There are two main explanations for the other race effect: exposure and socialization. People may have more experience with faces in their racial group due to discrimination, so the brain recognizes them better. Or people are more interested in their own social group, and the brain prioritizes understanding those faces over others. Both of these processes can lead to cognitive distortions.
“Individual segregation may have to do with how fear spreads across individuals,” says Camp. “If you can’t really distinguish between different members of different racial groups, it’s possible that negative associations or experiences just spill over when you meet other people.” This contagion mentality can allow cultural stereotypes to distort perceptual processes.
Psychologist Amy Halberstadt studies the perception of racist emotions. She trained child actors to express very specific emotions and found that teachers misinterpreted Black children as angry more than white children — even when they weren’t angry at all. .
While different ethnic groups frequently misrepresent the emotions of other groups, the over-perception of aggression among Blacks reflects a systemic bias that may arise from a culture of fear. The fear of Negro fury is built by a long history of intimidation tactics and the transformation of fear among Europeans and Americans. This stereotype reinforces racist thought patterns about Blacks being less human or scarier.
In times of pandemic, masks may only exacerbate emotional recognition errors. Psychologist Claus-Christian Carbon discovered that masks not only reduce the accuracy of facial readings, but also create specific confusions: disgusted faces are often interpreted as angry, and angry faces are often confused. Other emotions, like happiness and sadness, often seem neutral.
“For those who think they know what other people are thinking, the masks will exacerbate the mistakes they make,” says Halberstadt, potentially leading to more racist biases. than.
But if we can admit that the masks are inhibiting our perception, Halberstadt added, they could give us the opportunity to ask more questions.
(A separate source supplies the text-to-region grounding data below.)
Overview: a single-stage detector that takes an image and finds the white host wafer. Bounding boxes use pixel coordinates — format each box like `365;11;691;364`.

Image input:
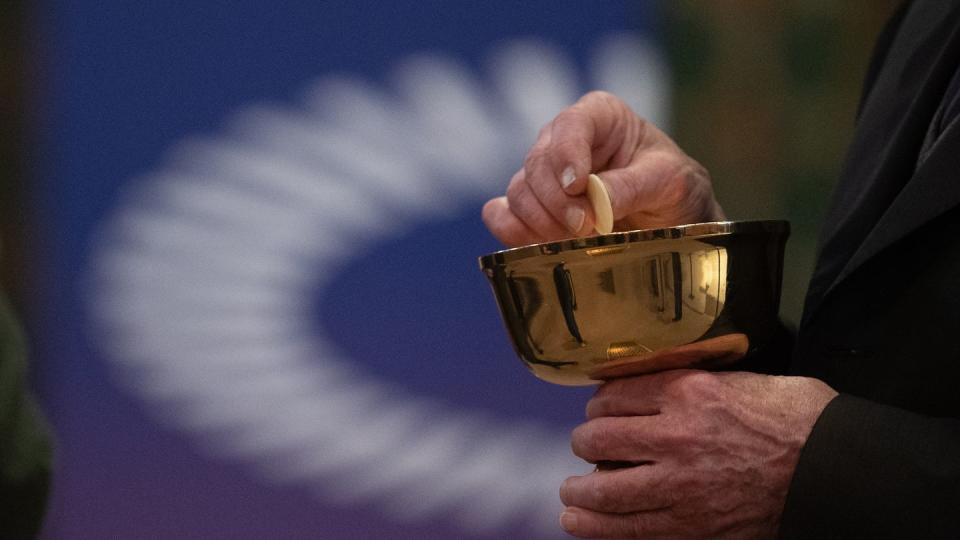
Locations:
587;173;614;234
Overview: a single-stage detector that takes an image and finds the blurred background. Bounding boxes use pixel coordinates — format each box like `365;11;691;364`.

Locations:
1;1;897;539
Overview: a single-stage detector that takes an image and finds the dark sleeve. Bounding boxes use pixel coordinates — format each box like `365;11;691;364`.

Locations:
0;292;52;539
779;394;960;539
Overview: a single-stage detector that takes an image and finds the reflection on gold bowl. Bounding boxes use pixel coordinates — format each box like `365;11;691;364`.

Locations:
478;221;789;386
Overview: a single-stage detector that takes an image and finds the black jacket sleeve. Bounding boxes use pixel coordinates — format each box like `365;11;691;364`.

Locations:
780;394;960;539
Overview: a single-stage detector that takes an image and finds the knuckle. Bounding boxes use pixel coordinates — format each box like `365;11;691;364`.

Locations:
535;122;552;142
596;513;648;538
660;426;696;449
558;476;576;504
685;370;717;388
570;423;601;459
505;176;525;203
586;388;626;418
581;89;618;106
583;397;596;419
553;107;587;128
668;370;718;400
528;132;551;157
583;90;629;118
585;91;642;126
550;136;587;164
588;379;644;418
596;377;628;398
660;162;714;218
671;165;695;198
592;483;618;510
505;184;541;227
584;396;606;419
570;425;590;455
522;151;549;179
654;162;692;207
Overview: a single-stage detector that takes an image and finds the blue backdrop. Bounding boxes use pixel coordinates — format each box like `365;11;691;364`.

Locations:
30;2;666;538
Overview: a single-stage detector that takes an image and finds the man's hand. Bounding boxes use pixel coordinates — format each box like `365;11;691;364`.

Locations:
482;91;724;247
560;370;837;539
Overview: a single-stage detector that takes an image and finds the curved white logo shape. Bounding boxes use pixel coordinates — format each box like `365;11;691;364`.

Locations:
87;34;668;537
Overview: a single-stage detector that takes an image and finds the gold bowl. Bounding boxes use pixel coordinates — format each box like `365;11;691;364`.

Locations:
479;220;789;385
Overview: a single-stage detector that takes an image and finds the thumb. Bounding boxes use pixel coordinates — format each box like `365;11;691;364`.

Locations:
593;164;671;229
598;153;718;230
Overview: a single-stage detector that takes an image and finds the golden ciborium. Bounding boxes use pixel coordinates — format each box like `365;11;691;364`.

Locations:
479;221;789;385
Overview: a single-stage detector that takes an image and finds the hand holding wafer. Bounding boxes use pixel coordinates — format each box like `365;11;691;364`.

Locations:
483;91;725;247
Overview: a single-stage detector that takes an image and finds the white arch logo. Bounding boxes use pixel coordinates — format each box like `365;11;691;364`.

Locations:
87;34;668;537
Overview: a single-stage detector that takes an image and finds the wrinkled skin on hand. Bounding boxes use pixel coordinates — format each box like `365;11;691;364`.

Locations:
482;91;724;247
560;370;837;539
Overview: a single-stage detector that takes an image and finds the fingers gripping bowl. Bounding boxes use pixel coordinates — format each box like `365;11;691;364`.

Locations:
479;221;789;386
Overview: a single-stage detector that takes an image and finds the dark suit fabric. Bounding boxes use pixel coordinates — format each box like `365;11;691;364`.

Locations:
780;1;960;537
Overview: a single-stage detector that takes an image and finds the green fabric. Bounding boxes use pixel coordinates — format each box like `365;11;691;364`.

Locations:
0;292;51;539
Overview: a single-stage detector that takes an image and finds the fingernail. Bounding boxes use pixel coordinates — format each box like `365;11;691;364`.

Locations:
559;510;578;532
561;166;576;189
565;206;585;233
Hugenberg also notes that motivation can mitigate the effects of other races. Simply tell white participants: “Be sure to pay attention to what distinguishes racially distinct group members.” Such guidelines will improve the ability to recognize faces of other races. This finding suggests that just trying harder can combat perceptual racism.
Masks are a necessary part of our daily lives during the pandemic. As a clinical researcher, I often have confusing, socially confusing exchanges with masked participants. My times are skewed or I can’t understand them. But now I see the mask as a reminder to interact with more humility, questioning, and a conscious effort to see the person beyond the mask.